Eliminiert worden sei damit auch das krebshemmende Salvestrole. Und er vermutet, dass sich die zunehmenden Apfelallergien auf diese Züchtungen zurückführen lassen. Das sind alles Gründe, warum Geng auf alte Sorten setzt. Voller Begeisterung schildert er, welch tolle Eigenschaften die alten Sorten haben. Zum Beispiel der Rote Eiserapfel, der sich in Naturlagern bis zu drei Jahre hält. Oder die alte Sorte Löhrpflaumen mit einem "Hammergeschmack", die sich allerdings nur zwei Tage nach der Ernte hält, womit sie untauglich für Supermärkte mit langen Lieferketten ist.

Als Glücksfall beschreibt der 58-Jährige die Bekanntschaft mit dem Birnbaumkenner Hermann Schreiweis aus dem Raum Heilbronn. Ein alter Mann, der sich wie kein zweiter bei alten Birnbäumen in Süddeutschland auskenne und die verschiedenen Sorten in drei Leitzordnern dokumentiert habe. Vergangenen Winter pflanzte Geng mehr als 400 alte Birnbaumsorten. In 15 Jahren erwartet der Staufener die erste Ernte. Alte Sorten erfordern einen langen Atem. Dafür dauert die Ertragsphase dann oft weit länger als ein Menschenleben. Die auf Menge getrimmten sogenannten Kulturreihen tragen bereits nach drei Jahren Früchte, nach 15 Jahren sind die Bäumchen dann aber kaputt.

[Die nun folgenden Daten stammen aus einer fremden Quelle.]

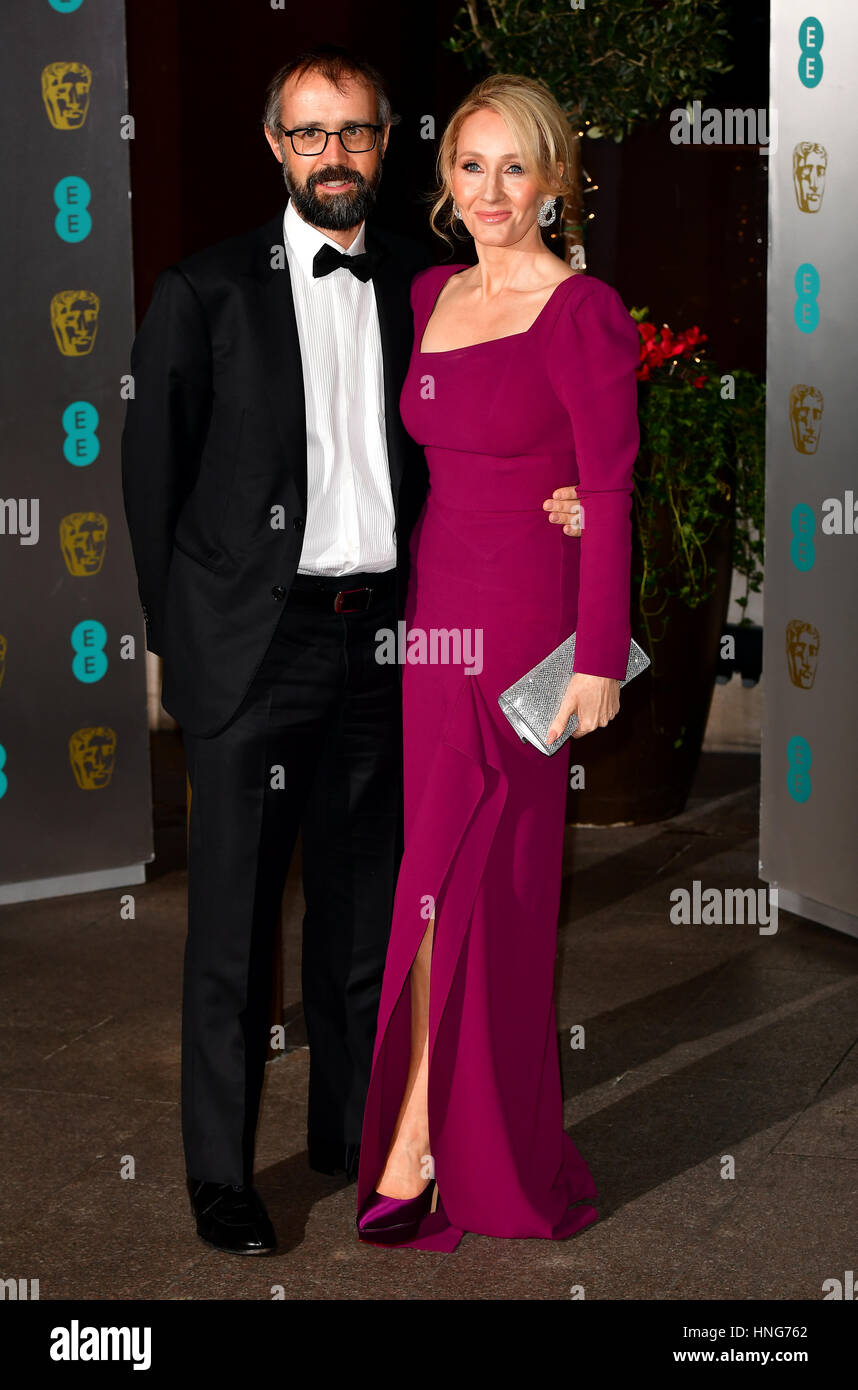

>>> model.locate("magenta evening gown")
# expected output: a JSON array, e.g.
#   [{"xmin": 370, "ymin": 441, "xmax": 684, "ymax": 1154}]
[{"xmin": 357, "ymin": 265, "xmax": 638, "ymax": 1251}]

Fast alle wollen ungespritzte Äpfel

Martin Geng ist überzeugt, dass sich seine Erkenntnisse auf die gesamte Landwirtschaft übertragen ließen. Der Weinbau etwa müsste konsequent auf pilzwiderstandsfähige Sorten setzen, damit ließen sich 70 bis 80 Prozent Spritzmittel einsparen. Problematisch sei die auch oft von Ökolandwirten betriebene Produktion auf Menge. Mancher Biolandwirt, so vermutet er, spritze mehr der ihm erlaubten Mittel als ein konventioneller Landwirt, der seinen "Spritzplan" nicht streng befolge.

Erschreckende Ausmaße habe dies im Bioanbau in Tirol angenommen. Ein Umdenken fordert Geng auch vom Verbraucher. Laut Umfragen bevorzugen über 80 Prozent der Kunden ungespritzte Äpfel, deren Marktanteil liege aber bei nur 0,5 Prozent. Die meisten Äpfel werden heute häufig über weite Strecken nach Deutschland importiert.

Einen Markt gibt es also, er muss nur bedient werden. "Zuerst hieß es, Obstanbau ohne Spritzen geht nicht. Dann hieß es, das funktioniere nur in der Nische. Ich habe aber so viele Ideen, damit lassen sich noch viele Nischen füllen", sagt Geng und lacht.